The best performing companies have strong leaders and strong company cultures. There are no exceptions.
And, when a unit does not pass its tests, the Army replaces the unit commander. Immediately.
How important is company culture?
There is a bit of a “gee whiz, Mom, look what I made” note to the discussion of company cultures in the Internet Age but apparently companies are willing to make hiring decisions based on something called “culture fit”.
These decisions are veto proof decisions, as if culture fit were the single most important element of a prospective employee’s fitness for hiring.
Is that correct?
How would you recognize a strong company culture?
The big question is how would you recognize and measure a company culture? Test it for strength or measure its elasticity? Huh, Big Red Car, how would you do that?

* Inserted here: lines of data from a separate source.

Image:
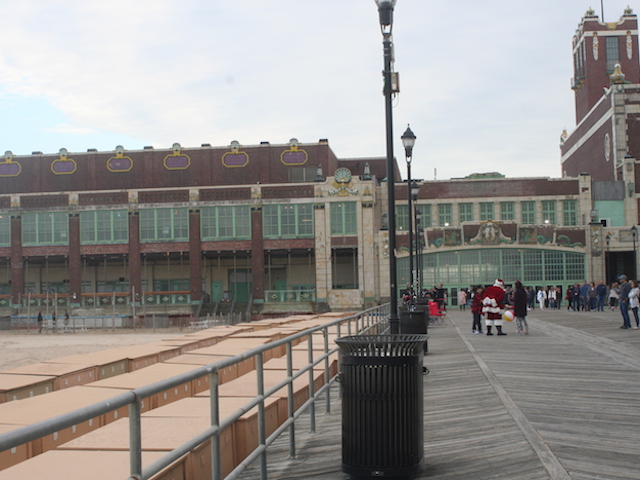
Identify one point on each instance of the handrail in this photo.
(364, 321)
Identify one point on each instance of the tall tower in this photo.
(606, 82)
(597, 48)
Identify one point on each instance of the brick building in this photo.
(294, 228)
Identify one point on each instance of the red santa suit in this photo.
(492, 305)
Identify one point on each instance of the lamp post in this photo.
(418, 218)
(634, 233)
(409, 140)
(385, 12)
(607, 274)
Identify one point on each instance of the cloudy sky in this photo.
(484, 85)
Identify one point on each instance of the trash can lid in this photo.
(382, 345)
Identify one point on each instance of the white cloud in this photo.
(485, 86)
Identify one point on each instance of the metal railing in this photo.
(373, 320)
(279, 296)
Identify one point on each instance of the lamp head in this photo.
(415, 189)
(385, 10)
(408, 140)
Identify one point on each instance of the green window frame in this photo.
(424, 212)
(288, 221)
(402, 217)
(104, 227)
(507, 211)
(570, 213)
(549, 211)
(5, 230)
(528, 212)
(612, 50)
(486, 211)
(445, 217)
(164, 225)
(45, 228)
(225, 222)
(465, 212)
(344, 218)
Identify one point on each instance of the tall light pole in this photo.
(415, 190)
(409, 140)
(634, 232)
(418, 249)
(385, 12)
(607, 274)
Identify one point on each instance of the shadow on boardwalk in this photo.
(560, 403)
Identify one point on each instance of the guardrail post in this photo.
(262, 431)
(327, 373)
(214, 382)
(290, 406)
(135, 440)
(312, 407)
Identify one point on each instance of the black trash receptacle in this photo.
(414, 319)
(382, 404)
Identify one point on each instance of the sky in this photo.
(485, 85)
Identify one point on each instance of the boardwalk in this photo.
(560, 403)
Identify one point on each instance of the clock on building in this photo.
(342, 175)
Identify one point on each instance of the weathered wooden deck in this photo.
(560, 403)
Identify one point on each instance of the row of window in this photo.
(279, 221)
(172, 224)
(483, 266)
(502, 211)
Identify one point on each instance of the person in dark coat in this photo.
(520, 308)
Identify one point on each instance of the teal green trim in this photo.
(612, 210)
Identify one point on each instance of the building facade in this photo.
(294, 228)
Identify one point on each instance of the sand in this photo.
(17, 350)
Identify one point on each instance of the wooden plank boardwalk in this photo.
(560, 403)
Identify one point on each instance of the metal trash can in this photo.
(414, 319)
(382, 404)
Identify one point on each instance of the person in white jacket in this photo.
(542, 297)
(634, 302)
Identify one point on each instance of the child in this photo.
(476, 310)
(520, 308)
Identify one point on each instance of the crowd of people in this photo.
(493, 301)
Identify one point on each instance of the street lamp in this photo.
(608, 240)
(418, 218)
(409, 140)
(385, 11)
(634, 232)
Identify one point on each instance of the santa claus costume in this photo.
(493, 303)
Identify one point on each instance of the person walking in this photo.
(531, 298)
(593, 297)
(493, 303)
(542, 298)
(634, 302)
(625, 288)
(520, 308)
(576, 297)
(551, 297)
(476, 309)
(462, 299)
(584, 296)
(614, 296)
(601, 292)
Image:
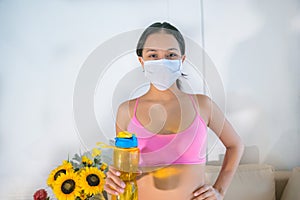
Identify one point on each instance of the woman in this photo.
(171, 127)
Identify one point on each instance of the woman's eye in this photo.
(172, 55)
(152, 56)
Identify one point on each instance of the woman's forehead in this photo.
(161, 41)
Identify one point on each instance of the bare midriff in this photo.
(176, 182)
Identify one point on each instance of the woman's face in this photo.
(161, 46)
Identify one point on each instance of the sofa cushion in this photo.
(251, 181)
(292, 189)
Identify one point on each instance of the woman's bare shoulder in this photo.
(204, 101)
(126, 108)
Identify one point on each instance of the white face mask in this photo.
(163, 73)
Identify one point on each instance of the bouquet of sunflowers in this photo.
(81, 178)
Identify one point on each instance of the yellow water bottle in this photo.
(126, 160)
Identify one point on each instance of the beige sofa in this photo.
(260, 182)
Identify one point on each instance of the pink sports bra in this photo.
(185, 147)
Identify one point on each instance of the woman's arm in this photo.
(234, 147)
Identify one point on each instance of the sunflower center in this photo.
(93, 180)
(68, 186)
(58, 173)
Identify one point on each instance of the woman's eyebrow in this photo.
(171, 49)
(150, 50)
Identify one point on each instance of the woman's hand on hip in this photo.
(207, 192)
(113, 184)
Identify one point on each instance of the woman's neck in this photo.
(163, 95)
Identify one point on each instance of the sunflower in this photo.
(86, 161)
(66, 186)
(96, 152)
(62, 169)
(92, 180)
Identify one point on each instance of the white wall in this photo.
(43, 45)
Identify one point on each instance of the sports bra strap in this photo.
(194, 104)
(135, 106)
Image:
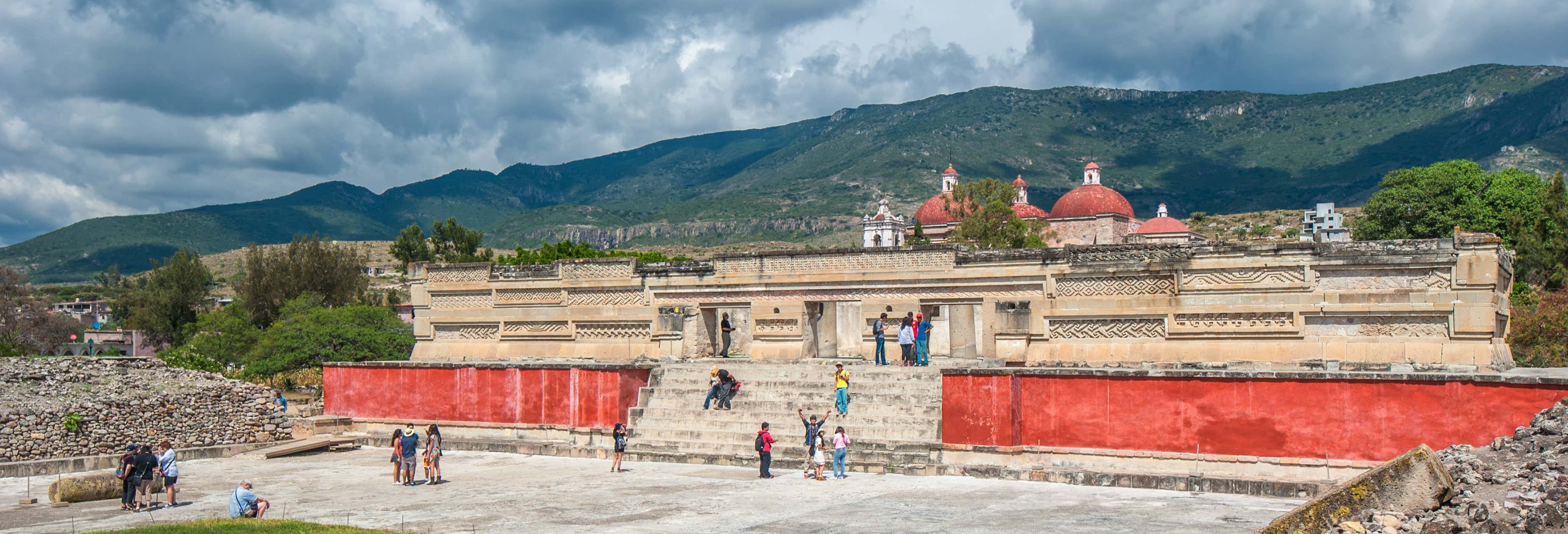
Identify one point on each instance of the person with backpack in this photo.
(620, 447)
(764, 451)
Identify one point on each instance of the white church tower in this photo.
(887, 229)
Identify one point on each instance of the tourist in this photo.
(725, 329)
(172, 472)
(816, 455)
(882, 343)
(841, 448)
(620, 447)
(407, 445)
(397, 458)
(813, 426)
(244, 503)
(841, 383)
(434, 455)
(764, 451)
(143, 469)
(905, 342)
(712, 387)
(923, 336)
(128, 487)
(728, 386)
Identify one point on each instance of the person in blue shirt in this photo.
(408, 445)
(244, 503)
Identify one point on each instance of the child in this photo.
(434, 456)
(817, 458)
(620, 447)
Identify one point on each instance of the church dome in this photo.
(1029, 210)
(935, 210)
(1161, 226)
(1089, 201)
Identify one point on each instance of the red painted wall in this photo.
(585, 398)
(1363, 420)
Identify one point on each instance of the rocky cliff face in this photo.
(79, 406)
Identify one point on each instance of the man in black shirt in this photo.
(725, 329)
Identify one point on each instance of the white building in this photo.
(882, 229)
(1322, 224)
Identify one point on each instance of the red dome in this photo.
(935, 210)
(1029, 210)
(1090, 199)
(1161, 226)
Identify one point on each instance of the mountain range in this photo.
(1197, 151)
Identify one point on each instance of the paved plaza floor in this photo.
(491, 492)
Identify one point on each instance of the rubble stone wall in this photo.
(126, 400)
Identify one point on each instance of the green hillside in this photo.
(1197, 151)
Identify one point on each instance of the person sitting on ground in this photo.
(712, 387)
(813, 426)
(407, 447)
(172, 472)
(244, 503)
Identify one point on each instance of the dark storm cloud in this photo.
(114, 107)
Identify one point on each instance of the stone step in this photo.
(694, 415)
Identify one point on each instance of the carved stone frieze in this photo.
(460, 300)
(604, 296)
(1384, 279)
(465, 331)
(1379, 325)
(1108, 328)
(529, 296)
(1112, 285)
(1246, 276)
(612, 329)
(471, 273)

Well the Big Red Car is going to waffle just a bit on those questions and suggest that sometimes the culture of a company (such as Special Forces or Navy SEALs or Apple?) is so strong that one does not “fit” but rather begs to join to be transformed into a fit. You do not have to worry about whether someone fits, they will be made to fit by the culture itself. A transformational culture?
Let me say that again — the individual conforms to the culture rather than the culture having to be a good fit for the individual.
In the weeks ahead, we are going to explore the elements of culture — how it is identified, measured, created and strengthened.
We will explore actual, real world applications because like sex this generation did not invent company culture.
But, hey, what the Hell do I know anyway? I’m just a Big Red Car.